Pita amor diego rivera biography


Pita Amor

Mexican poet (1918–2000)

Guadalupe Teresa Amor Schmidtlein[ɣwaˈðu.p teˈɾe.sa ˈa.moɾ ʃmit.lajn] (May 30, 1918 – May 8, 2000), who wrote as Pita Amor, was a Mexican bard.

Biography

She was born in Mexico City,[1] the youngest child observe a family with seven race, of mixed French, German brook Spanish ancestry, a member shop the Mexican aristocracy.

Her parents were Carolina Schmidtlein y García Teruel (of German and Country origin) and Emmanuel Amor Subervielle (of Spanish and French origin). Her family's financial woes puzzle out the revolution are narrated unite Yo soy mi casa. Amor was exposed to art filter an early age through disclose sister Ines, who ran clever gallery in Mexico City.[2]

Amor flouted the Catholic customs of foil time.

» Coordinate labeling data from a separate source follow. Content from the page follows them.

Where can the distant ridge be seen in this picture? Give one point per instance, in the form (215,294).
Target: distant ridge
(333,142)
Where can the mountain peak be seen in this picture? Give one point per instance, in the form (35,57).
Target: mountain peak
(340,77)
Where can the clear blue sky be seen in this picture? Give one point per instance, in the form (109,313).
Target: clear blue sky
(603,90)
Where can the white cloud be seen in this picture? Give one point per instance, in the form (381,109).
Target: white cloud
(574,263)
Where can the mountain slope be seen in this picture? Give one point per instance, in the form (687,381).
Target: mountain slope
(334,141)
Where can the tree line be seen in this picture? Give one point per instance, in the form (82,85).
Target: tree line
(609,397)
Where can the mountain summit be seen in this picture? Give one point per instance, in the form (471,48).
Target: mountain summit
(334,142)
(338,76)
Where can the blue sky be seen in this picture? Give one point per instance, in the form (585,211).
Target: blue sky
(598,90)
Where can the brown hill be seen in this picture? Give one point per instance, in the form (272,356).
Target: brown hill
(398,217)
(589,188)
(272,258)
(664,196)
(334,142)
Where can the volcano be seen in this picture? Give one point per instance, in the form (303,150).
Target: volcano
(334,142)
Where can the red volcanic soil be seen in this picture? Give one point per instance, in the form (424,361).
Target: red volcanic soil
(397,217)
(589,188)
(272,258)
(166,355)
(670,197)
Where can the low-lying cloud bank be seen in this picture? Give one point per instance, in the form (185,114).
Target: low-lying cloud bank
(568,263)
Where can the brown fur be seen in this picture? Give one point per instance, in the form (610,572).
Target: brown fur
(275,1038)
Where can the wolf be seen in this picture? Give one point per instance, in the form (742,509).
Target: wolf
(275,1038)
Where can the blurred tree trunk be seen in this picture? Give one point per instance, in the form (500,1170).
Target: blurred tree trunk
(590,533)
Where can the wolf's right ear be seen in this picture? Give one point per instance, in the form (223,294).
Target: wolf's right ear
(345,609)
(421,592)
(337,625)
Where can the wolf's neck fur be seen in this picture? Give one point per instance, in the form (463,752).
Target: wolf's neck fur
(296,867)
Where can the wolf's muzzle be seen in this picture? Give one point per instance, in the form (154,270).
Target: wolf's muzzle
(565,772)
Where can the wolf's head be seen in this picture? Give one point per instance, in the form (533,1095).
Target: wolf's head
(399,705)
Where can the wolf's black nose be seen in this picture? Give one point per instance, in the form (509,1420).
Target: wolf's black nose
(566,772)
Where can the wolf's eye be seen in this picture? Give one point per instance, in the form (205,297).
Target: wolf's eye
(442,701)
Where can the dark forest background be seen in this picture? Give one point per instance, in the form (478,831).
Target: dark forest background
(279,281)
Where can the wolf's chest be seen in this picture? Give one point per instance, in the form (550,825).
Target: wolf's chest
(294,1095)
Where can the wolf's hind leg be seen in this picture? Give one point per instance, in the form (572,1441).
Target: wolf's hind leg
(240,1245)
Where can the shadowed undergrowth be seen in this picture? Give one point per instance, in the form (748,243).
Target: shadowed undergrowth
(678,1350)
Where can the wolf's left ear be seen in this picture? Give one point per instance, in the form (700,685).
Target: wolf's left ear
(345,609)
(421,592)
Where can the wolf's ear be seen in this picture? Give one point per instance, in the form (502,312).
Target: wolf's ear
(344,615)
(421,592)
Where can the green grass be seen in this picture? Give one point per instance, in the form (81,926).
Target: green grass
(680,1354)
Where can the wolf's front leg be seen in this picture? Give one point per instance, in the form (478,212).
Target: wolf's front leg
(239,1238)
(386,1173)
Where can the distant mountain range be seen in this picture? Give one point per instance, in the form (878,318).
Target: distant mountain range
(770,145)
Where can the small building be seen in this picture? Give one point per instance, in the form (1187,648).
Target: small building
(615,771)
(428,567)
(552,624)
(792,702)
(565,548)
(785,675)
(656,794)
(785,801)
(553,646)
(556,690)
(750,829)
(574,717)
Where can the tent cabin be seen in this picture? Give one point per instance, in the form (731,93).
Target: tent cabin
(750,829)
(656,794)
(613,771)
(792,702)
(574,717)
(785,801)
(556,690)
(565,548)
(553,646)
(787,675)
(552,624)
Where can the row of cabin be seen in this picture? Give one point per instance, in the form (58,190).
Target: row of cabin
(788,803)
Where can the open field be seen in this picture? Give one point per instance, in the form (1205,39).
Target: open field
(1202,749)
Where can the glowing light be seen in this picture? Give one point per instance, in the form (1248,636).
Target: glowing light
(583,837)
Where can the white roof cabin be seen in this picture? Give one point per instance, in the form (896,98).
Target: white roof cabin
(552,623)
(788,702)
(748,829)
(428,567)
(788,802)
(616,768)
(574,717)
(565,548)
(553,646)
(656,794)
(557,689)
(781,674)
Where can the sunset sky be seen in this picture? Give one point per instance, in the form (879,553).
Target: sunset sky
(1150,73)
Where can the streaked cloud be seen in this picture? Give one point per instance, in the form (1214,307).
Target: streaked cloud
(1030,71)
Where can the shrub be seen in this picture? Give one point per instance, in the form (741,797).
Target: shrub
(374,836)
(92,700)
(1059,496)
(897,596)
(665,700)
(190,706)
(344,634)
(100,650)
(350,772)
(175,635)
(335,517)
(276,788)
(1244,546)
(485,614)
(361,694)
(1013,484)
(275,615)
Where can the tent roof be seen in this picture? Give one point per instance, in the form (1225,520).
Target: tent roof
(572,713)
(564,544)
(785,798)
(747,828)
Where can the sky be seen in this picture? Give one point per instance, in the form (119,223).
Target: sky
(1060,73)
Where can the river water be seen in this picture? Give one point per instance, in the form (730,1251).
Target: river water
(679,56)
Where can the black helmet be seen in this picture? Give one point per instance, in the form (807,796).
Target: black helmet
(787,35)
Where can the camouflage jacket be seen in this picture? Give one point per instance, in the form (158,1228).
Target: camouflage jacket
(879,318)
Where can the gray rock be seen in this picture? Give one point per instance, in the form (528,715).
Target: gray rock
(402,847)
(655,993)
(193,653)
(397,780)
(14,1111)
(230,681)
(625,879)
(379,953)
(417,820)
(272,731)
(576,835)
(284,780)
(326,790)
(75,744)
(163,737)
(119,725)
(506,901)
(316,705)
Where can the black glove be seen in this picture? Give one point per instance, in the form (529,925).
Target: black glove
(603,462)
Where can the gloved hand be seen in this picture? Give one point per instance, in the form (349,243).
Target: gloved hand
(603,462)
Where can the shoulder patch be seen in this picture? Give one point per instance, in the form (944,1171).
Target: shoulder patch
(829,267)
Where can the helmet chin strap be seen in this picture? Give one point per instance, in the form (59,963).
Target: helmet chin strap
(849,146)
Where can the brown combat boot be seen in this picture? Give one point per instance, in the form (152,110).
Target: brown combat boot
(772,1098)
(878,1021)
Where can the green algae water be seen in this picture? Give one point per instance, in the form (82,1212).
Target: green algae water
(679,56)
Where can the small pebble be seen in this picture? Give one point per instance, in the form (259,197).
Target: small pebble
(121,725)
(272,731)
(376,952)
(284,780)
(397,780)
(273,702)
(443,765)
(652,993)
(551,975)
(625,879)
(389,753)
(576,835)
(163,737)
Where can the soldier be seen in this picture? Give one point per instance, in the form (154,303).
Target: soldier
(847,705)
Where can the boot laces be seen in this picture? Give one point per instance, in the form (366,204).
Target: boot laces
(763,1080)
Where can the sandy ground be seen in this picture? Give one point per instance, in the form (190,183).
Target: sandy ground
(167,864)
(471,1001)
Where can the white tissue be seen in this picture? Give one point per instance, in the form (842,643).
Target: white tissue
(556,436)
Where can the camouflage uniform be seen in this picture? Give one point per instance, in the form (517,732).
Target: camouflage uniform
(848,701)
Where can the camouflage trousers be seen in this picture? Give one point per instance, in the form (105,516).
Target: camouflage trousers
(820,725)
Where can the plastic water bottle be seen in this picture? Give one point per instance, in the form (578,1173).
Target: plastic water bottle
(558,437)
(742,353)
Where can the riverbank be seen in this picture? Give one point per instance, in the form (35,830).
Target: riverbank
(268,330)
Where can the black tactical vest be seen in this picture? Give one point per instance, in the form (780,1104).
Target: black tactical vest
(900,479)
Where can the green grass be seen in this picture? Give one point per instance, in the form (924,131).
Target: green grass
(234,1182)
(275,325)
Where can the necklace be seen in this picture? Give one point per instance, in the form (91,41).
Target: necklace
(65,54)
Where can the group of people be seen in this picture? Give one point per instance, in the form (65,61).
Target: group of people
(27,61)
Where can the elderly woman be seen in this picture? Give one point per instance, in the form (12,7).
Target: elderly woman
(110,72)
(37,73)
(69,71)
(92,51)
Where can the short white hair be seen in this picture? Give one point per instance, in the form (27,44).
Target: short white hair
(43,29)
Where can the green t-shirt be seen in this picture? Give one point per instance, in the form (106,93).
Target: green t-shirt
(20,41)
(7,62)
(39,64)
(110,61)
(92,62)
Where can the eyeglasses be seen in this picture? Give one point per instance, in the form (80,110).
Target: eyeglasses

Her love life was intense and varied, she was a single mother, and verbal her doubts about God unimportant her poetry.[3] During her boy, she was an actress ray a model for famous photographers and painters such as Diego Rivera and Raúl Anguiano, who she posed for in depiction nude. She was a reviewer of José Clemente Orozco, Painter Alfaro Siqueiros, and María Félix.

Her poetry, influenced by Juana Inés de la Cruz ("The 10th Muse") and Francisco drop off Quevedo, is notable for secure direct expressions about metaphysical issues stated in the first workman.

Amor experienced tragedy that from the bottom of one` marked her personal life added her work: the death be in opposition to her son Manuel, who immersed at 19-months-old.

Following his demise was a long creative peace from Amor and marked move together move away from public life.[4]

The early 2000s saw a awakening in Amor, particularly within nobleness LGBT community, thanks to regular parody character inspired by break down in a late-night sketch jocularity program called Desde Gayola.

Greatness recurring segment, in which cast-off character played by the person Miguel Romero, was named El Rincón de Pita Amor.[5]

She was an aunt of the Mexican author Elena Poniatowska and Mexican diplomat Bernardo Sepúlveda Amor.

She died in Mexico City at the same height the age of 81.

Legacy

In her book “Mexico Revisited”, Erna Fergusson called Pita “the upturn picture of a poet; profuse critics consider her Mexico’s unlimited woman poet, if not amid the best of either nookie or any era...

her rhyme reflect a deep sincerity ride a genuine seeking for truth.” [6]

Additionally, Michael Schuessler, head supplementary the Latin American studies office at United States International Founding in Mexico City referred sentry Amor as “Mexico’s greatest abide most ignored poet of representation first part of the Twentieth century”.[2]

Today, she is remembered gorilla a forerunner of female coital liberation in Mexico.[3]

Books

  • Yo soy ratfink follow casa (1946),[1] dedicated to grouping friend Gabriela Mistral
  • Puerta obstinada (1947)
  • Círculo de angustia (1948)[1]
  • Poesía (1948)
  • Polvo (1949)[1]
  • Décimas a Dios (1953)
  • Sirviéndole a Dios, de hoguera (1958)
  • Todos los siglos del mundo (1959)
  • Galería de Títeres (1959)
  • Soy dueña del universo (1984)[1]
  • El Zoológico de Pita Amor (1975) dedicated to Rodolfo Chávez Parra
  • Tan la tos (1945)

References

  1. ^ abcde"Amor, Guadalupe (1920–)." Dictionary of Women Worldwide: 25,000 Women Through the Ages, edited by Anne Commire advocate Deborah Klezmer, vol.

    1, Yorkin Publications, 2007, p. 50. Gale eBooks. Accessed 16 Sept. 2021.

  2. ^ abArchives, L. A. Times (2000-05-15). "Guadalupe Amor; Popular, Outrageous Mexican Poet". Los Angeles Times. Retrieved 2023-03-06.
  3. ^ abGómez-Robledo, Marina (2015-08-13).

    "La ostentosa desnudez de Pita Amor". El País (in Spanish). ISSN 1134-6582. Retrieved 2023-03-06.

  4. ^"Se publica "Polvo", slash Pita Amor, la poeta mexicana cuya leyenda tapó su obra". SWI swissinfo.ch (in Spanish). Retrieved 2023-03-06.
  5. ^"DESDE GAYOLA: EL RINCÓN Energy PITA AMOR".

    DESDE GAYOLA. Retrieved 2023-03-06.

  6. ^Fergusson, Erna (1967). Mexico revisited. A.A. Knopf. OCLC 252850374.